WIs the hat in the box? Almost everyone Madhumita Murja speaks to seems to think so. If an algorithmic “black box” is going to make important decisions about our health, education, and human rights, it would be good to know exactly what is in it. As long as it remains a mystery, as happened to hundreds of families in the Netherlands in the late 2010s, their children will be placed on future offender lists based on flawed and even racist data. What should you do if you notice that it has been added?
Murgia, the Financial Times' first artificial intelligence editor, is interested in these Kafkaesque absurdities and how they play out on a human level. She reminds us over and over again in this troubling book that codes are not neutral.
This isn't a story about ChatGPT or other large language models and their imminent impact on everything from Hollywood to homework, though that's a bit of it. Instead, it explains how the everyday algorithms we have already learned to live alongside are changing us. From people paying money (though not much) to make sense of huge datasets, to the unintended consequences of biases contained within those datasets. This is about how the AI systems built using that data will do so at the expense of some people, typically already marginalized individuals and communities (like young immigrant workers receiving Big Macs). It's also the story of how many of us (like you, ordering McDonald's with UberEats) benefited from a small commission).
The scope Murdja reports on here is vast, reflecting her day-to-day work. She explores the comically basic ways in which AI systems are trained: workers labeling road signs in a Kenyan business district, teaching self-driving cars to recognize them. They even tell us how flaws in AI systems affect the final product (apps have reduced delivery drivers' salaries). (Delays due to roadworks or biking uphill are not taken into account).
Murdja also argues that we are seeing the emergence of a new data colonialism. While this work certainly lifts many subcontracted AI workers out of poverty, the wealth it creates is not equitably distributed. Add to that the sheer monotony, the inability to deviate from instructions, the regional disparities in wages and job security, and the PTSD that comes from being forced to look at the worst images on the internet so that the rest of the population doesn't. There is also. Must. And importantly, because the AI supply chain is fragmented, many of these workers have no idea what the purpose of their work is or even who they are working for. Is not …

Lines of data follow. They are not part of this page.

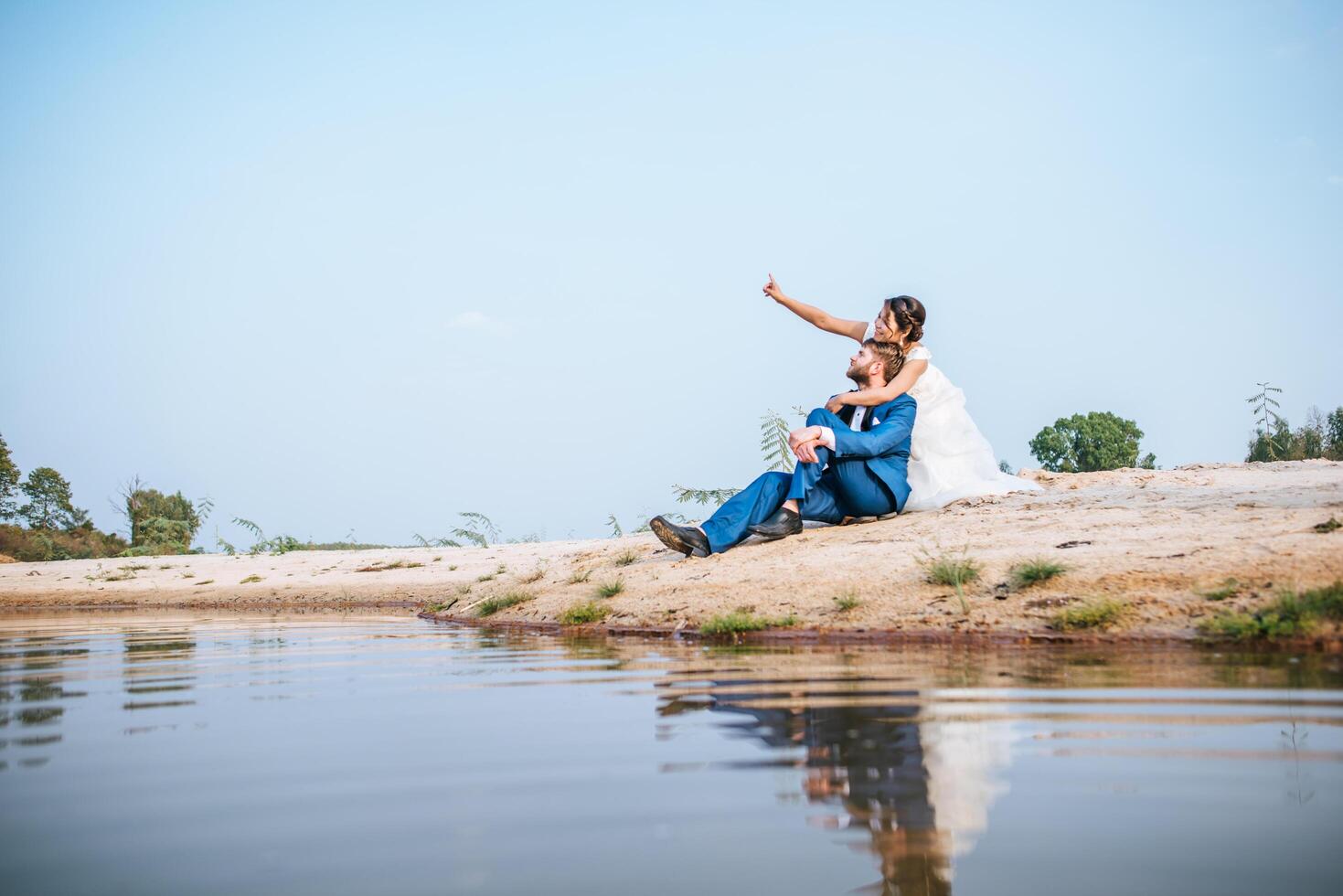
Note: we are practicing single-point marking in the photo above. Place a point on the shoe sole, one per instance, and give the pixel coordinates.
(771, 536)
(669, 538)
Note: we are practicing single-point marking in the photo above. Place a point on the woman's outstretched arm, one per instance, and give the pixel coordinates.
(814, 316)
(904, 380)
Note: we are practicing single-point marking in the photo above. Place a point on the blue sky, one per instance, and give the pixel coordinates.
(361, 266)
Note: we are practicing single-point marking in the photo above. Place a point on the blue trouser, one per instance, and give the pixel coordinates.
(826, 492)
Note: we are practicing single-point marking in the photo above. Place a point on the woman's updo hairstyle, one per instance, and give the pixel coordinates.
(910, 316)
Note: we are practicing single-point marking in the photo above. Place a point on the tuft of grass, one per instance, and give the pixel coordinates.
(584, 613)
(736, 623)
(1033, 571)
(1228, 589)
(951, 570)
(535, 575)
(489, 606)
(948, 569)
(1093, 614)
(1288, 614)
(610, 589)
(383, 567)
(847, 601)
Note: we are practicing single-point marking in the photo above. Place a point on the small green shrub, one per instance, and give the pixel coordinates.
(736, 623)
(1228, 589)
(1093, 614)
(535, 575)
(489, 606)
(584, 613)
(1028, 572)
(610, 589)
(951, 570)
(381, 566)
(847, 601)
(1288, 614)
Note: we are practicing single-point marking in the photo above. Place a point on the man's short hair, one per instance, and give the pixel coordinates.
(892, 357)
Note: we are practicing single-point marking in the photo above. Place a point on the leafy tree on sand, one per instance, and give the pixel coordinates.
(48, 501)
(1090, 443)
(160, 523)
(1319, 437)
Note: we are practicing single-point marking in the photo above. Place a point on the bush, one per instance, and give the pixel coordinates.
(1319, 437)
(80, 543)
(1094, 614)
(1085, 443)
(584, 613)
(732, 624)
(490, 606)
(160, 523)
(1028, 572)
(1289, 614)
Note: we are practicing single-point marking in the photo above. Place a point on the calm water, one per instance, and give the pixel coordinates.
(357, 755)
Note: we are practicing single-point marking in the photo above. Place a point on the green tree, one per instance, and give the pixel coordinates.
(1334, 435)
(1272, 435)
(160, 523)
(1088, 443)
(8, 483)
(48, 501)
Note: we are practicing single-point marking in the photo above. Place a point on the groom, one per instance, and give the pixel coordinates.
(853, 464)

One Kenyan lawyer Murzia met sees algorithmic training as another version of Bangladesh's clothing industry, which supplies Western fast-fashion brands. Or even in the realm of designer products: “Factory workers just think all I make is shoes. They don't know that their shoes sell for $3,000. .”
There is also some optimism. Murgia, a former Wired reporter, is actively exploring the potential of AI to improve health outcomes. And Hiba's family, refugees from Fallujah, Iraq, used their jobs as data workers to finance their new life in Bulgaria. Frustrated with being exploited, there are also heartening stories of gig economy workers in China secretly organizing to regain some of the autonomy they sacrificed on the “altar of the algorithm.” .
But the bass here is pessimistic. We're long past the technology boom of the early 2000s, and all government officials are wondering how AI can help streamline health and human services, but it's important to keep making a living with AI. There are thousands of people asking if they can do it. Worse, like the Chinese government's facial recognition system and Xinjiang's preemptive detention list, this is the dystopian story we are already living in.